Ce qui est bien digne de remarque, c’est que les Latins ont su, sans en connaître le sens, que le mot phrut était le nom primitif de leur Vénus-Aphrodite. Ils l’appellent quelquefois Frutis, notamment dans ses rapports avec le sanctuaire phénicien du mont Éryx. Au dire de Solin, qui cite l’historien Cassius Hémina, Enée avait apporté de Sicile une statue qu’il consacra à Vénus Frutis (Veneri Matri, quæ Frutis dicitur). Servius parle de cette statue qu’il appelle Erycina. Enfin il y avait à Rome un temple nommé Fructinal, consacré à Vénus Frutis.

Ce mot Frutis, qui a embarrassé les latinistes, Scaliger supposait qu’on pouvait le tirer du nom d’Aphrodite. C’est le contraire qu’il faut faire. Il reproduit exactement la racine sémitique d’où le nom d’Aphrodite est tiré.

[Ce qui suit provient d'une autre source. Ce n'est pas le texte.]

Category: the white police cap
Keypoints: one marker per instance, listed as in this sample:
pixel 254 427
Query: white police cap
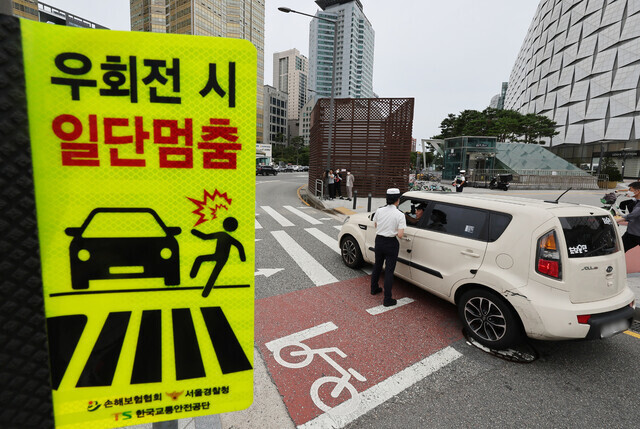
pixel 392 192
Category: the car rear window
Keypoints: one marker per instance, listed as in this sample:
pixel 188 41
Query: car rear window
pixel 588 236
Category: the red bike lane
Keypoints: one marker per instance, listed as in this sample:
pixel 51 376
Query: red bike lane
pixel 355 350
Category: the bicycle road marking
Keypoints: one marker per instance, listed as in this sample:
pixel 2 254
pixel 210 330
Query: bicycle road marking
pixel 325 238
pixel 387 389
pixel 311 220
pixel 277 216
pixel 312 268
pixel 381 308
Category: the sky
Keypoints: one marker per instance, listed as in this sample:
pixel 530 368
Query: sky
pixel 449 55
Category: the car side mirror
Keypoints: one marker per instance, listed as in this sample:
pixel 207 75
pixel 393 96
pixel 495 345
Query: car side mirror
pixel 72 231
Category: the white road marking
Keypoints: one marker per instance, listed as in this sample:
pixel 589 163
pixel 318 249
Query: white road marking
pixel 298 337
pixel 324 238
pixel 381 308
pixel 267 272
pixel 277 216
pixel 312 268
pixel 311 220
pixel 387 389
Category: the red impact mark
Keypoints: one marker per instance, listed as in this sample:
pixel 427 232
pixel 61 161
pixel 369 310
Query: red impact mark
pixel 209 201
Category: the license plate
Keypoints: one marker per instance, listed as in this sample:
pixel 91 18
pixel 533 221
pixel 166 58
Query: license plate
pixel 614 328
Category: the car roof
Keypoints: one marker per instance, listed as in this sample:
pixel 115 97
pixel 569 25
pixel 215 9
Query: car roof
pixel 492 201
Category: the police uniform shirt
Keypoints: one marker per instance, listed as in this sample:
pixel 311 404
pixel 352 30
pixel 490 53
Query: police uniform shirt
pixel 389 220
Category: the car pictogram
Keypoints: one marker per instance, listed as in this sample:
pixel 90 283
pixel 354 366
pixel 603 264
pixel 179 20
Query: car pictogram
pixel 120 243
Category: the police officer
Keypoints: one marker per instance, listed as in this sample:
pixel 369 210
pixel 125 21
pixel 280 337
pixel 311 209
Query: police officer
pixel 390 224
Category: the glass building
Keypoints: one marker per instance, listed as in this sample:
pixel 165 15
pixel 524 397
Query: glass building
pixel 240 19
pixel 355 41
pixel 580 66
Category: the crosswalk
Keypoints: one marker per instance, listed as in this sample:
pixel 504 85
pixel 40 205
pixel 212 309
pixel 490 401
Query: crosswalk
pixel 306 238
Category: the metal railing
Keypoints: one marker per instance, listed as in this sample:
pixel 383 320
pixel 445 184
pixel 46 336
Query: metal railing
pixel 540 179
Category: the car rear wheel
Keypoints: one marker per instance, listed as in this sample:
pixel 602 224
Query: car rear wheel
pixel 350 251
pixel 488 319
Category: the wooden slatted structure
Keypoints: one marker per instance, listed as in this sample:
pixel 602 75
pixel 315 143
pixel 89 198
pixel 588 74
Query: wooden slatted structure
pixel 372 139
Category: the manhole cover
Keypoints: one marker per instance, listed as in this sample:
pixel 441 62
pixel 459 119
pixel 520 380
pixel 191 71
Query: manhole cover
pixel 523 353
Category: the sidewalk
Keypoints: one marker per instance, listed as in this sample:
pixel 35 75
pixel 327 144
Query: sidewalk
pixel 343 208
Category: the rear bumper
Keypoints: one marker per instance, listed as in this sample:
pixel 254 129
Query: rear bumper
pixel 605 325
pixel 549 314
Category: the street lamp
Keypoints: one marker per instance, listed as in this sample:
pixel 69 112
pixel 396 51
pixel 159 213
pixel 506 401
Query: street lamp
pixel 333 75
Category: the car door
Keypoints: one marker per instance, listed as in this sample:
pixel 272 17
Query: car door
pixel 448 246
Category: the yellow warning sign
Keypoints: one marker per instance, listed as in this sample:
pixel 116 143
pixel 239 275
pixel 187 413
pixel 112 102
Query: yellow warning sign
pixel 143 151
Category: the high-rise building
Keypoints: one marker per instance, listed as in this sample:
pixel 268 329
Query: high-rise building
pixel 290 75
pixel 240 19
pixel 38 11
pixel 354 55
pixel 275 116
pixel 580 66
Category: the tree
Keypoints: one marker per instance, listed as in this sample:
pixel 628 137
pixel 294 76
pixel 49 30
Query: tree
pixel 506 125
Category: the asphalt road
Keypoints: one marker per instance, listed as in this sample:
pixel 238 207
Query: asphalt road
pixel 589 384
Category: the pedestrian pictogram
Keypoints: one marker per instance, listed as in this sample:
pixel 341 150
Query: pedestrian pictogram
pixel 143 149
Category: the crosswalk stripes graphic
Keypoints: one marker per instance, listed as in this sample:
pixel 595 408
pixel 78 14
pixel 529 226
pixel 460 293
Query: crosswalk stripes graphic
pixel 312 268
pixel 311 220
pixel 283 221
pixel 65 332
pixel 147 366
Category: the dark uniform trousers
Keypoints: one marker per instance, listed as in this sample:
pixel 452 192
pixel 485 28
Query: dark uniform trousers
pixel 387 249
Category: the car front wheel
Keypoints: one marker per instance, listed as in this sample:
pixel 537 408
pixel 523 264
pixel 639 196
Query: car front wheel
pixel 488 319
pixel 350 251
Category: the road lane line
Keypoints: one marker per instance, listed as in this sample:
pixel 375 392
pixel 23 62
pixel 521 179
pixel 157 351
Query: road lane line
pixel 277 216
pixel 381 308
pixel 311 220
pixel 312 268
pixel 298 337
pixel 387 389
pixel 633 334
pixel 324 238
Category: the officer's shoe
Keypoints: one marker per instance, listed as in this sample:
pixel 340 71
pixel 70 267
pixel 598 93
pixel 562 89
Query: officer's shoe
pixel 389 302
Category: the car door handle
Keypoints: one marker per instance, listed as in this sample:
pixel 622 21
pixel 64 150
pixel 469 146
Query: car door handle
pixel 470 253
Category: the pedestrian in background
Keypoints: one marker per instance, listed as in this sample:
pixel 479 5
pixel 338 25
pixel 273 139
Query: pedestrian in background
pixel 631 237
pixel 349 184
pixel 390 224
pixel 332 185
pixel 459 181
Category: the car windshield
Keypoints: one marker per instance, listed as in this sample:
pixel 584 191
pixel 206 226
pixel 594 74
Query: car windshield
pixel 123 225
pixel 589 236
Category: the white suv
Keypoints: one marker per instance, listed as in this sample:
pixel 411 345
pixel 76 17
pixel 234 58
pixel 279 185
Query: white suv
pixel 512 265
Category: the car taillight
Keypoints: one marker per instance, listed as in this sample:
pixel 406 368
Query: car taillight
pixel 548 257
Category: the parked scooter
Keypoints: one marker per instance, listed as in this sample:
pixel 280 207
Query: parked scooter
pixel 502 181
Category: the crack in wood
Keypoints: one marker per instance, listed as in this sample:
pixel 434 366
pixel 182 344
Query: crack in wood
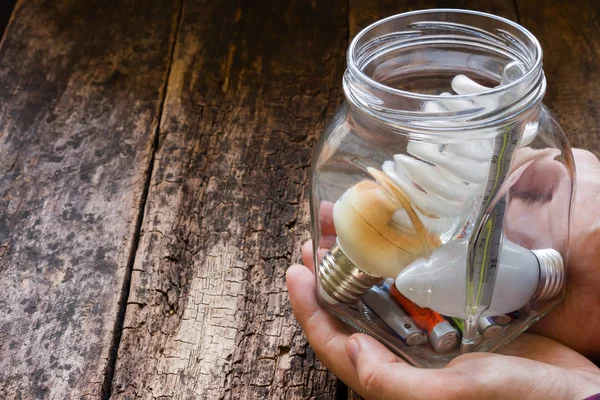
pixel 116 340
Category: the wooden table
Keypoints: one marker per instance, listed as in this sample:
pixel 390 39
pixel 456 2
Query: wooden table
pixel 154 158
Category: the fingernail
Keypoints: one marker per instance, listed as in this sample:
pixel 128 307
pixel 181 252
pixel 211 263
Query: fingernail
pixel 352 350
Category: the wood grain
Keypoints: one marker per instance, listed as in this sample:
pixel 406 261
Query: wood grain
pixel 80 91
pixel 569 33
pixel 208 315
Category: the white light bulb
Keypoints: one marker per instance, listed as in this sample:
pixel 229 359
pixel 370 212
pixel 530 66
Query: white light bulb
pixel 439 281
pixel 417 201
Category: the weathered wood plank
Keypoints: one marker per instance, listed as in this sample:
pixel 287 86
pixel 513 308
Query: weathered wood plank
pixel 208 315
pixel 569 33
pixel 80 92
pixel 6 8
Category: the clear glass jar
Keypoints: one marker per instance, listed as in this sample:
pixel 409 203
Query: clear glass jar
pixel 441 189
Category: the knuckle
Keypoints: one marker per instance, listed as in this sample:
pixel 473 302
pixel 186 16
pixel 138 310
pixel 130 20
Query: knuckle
pixel 372 382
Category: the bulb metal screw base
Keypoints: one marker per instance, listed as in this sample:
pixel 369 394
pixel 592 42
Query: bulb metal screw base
pixel 552 274
pixel 341 279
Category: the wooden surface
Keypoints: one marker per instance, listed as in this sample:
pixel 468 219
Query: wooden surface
pixel 153 168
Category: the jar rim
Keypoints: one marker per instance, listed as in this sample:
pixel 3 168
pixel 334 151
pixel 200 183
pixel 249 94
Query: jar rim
pixel 355 69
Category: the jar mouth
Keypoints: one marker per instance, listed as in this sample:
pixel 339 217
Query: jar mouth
pixel 429 46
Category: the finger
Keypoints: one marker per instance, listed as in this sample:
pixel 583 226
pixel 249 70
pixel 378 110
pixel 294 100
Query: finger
pixel 381 374
pixel 323 330
pixel 308 255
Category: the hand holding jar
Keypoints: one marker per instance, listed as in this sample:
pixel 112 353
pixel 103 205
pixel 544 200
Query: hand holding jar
pixel 531 366
pixel 441 202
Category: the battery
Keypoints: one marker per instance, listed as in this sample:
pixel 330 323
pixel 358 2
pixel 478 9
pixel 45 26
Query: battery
pixel 380 302
pixel 489 327
pixel 502 319
pixel 459 323
pixel 442 335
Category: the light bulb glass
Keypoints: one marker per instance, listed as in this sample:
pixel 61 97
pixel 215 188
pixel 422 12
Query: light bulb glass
pixel 401 180
pixel 438 282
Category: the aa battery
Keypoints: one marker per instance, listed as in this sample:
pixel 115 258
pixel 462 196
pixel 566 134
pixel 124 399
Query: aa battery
pixel 379 301
pixel 502 319
pixel 461 326
pixel 489 328
pixel 442 335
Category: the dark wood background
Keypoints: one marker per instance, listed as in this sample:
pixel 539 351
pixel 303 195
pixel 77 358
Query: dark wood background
pixel 154 158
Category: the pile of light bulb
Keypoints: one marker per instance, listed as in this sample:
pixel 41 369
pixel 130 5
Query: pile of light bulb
pixel 399 221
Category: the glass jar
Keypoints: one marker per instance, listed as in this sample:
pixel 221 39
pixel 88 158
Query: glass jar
pixel 441 189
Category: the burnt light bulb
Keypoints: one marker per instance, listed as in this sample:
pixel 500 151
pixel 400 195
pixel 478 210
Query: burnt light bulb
pixel 438 282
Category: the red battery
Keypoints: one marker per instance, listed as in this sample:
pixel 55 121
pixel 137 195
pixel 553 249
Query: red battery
pixel 443 336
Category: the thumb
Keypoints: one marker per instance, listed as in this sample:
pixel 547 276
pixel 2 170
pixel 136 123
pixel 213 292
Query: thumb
pixel 379 370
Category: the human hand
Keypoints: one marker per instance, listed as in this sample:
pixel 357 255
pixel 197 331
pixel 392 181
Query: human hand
pixel 530 367
pixel 546 369
pixel 576 321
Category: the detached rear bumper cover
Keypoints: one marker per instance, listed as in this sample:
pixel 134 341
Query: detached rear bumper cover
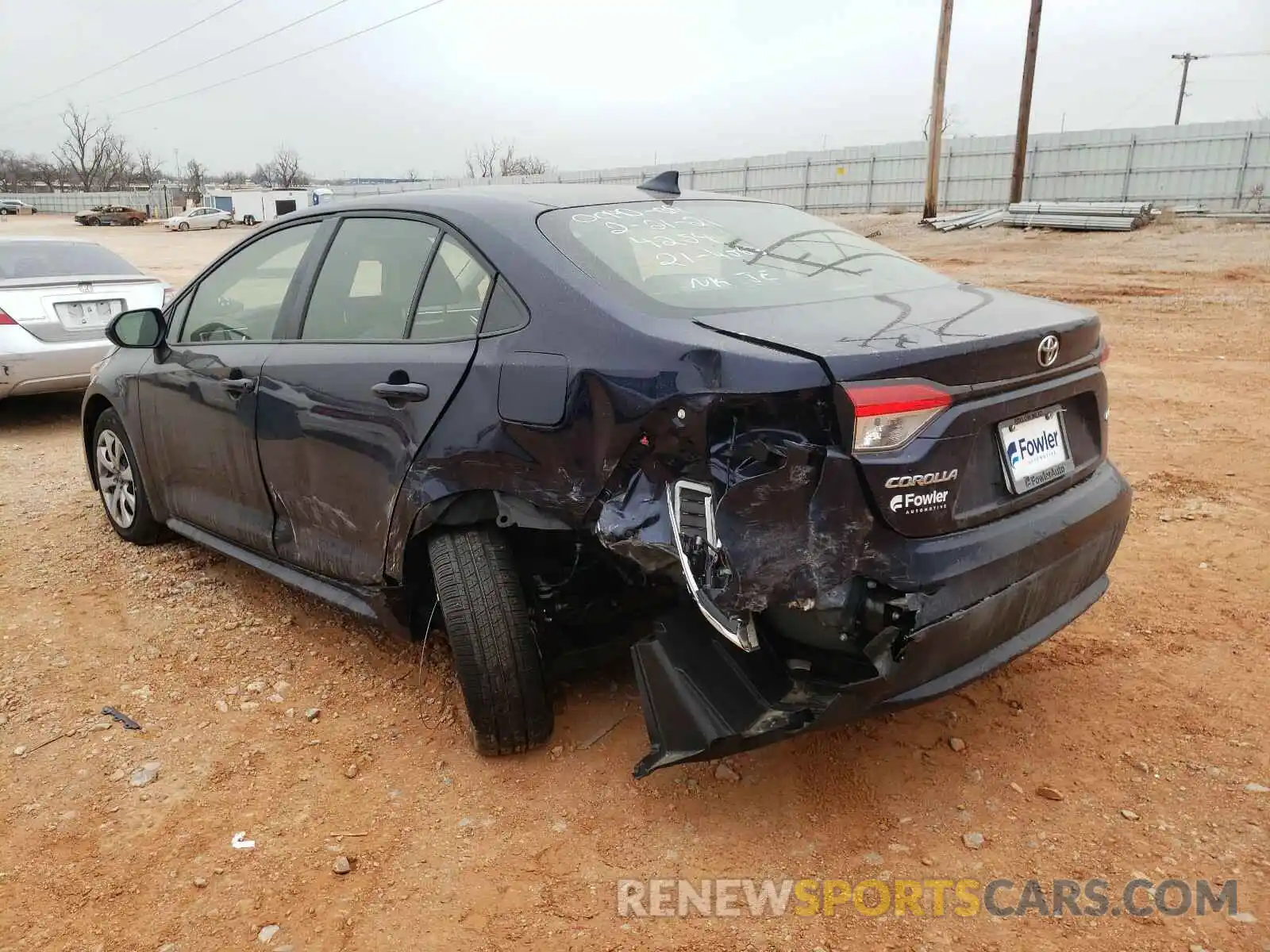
pixel 704 698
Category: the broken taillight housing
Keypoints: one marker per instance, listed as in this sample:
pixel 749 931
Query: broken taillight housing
pixel 888 416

Les Romains l’ont pris à sa source même, dans les traditions phéniciennes du sanctuaire d’où leur est venue la déesse qu’ils ont identifiée avec leur Vénus.

Du reste Cicéron connaissait parfaitement l’identité de Vénus et d’Astarté. Dans le curieux passage de son livre Sur la nature des dieux, où il distingue quatre Vénus différentes, il mentionne expressément l’épouse d’Adonis, c’est-à-dire, nous le verrons, l’Astarté phénicienne.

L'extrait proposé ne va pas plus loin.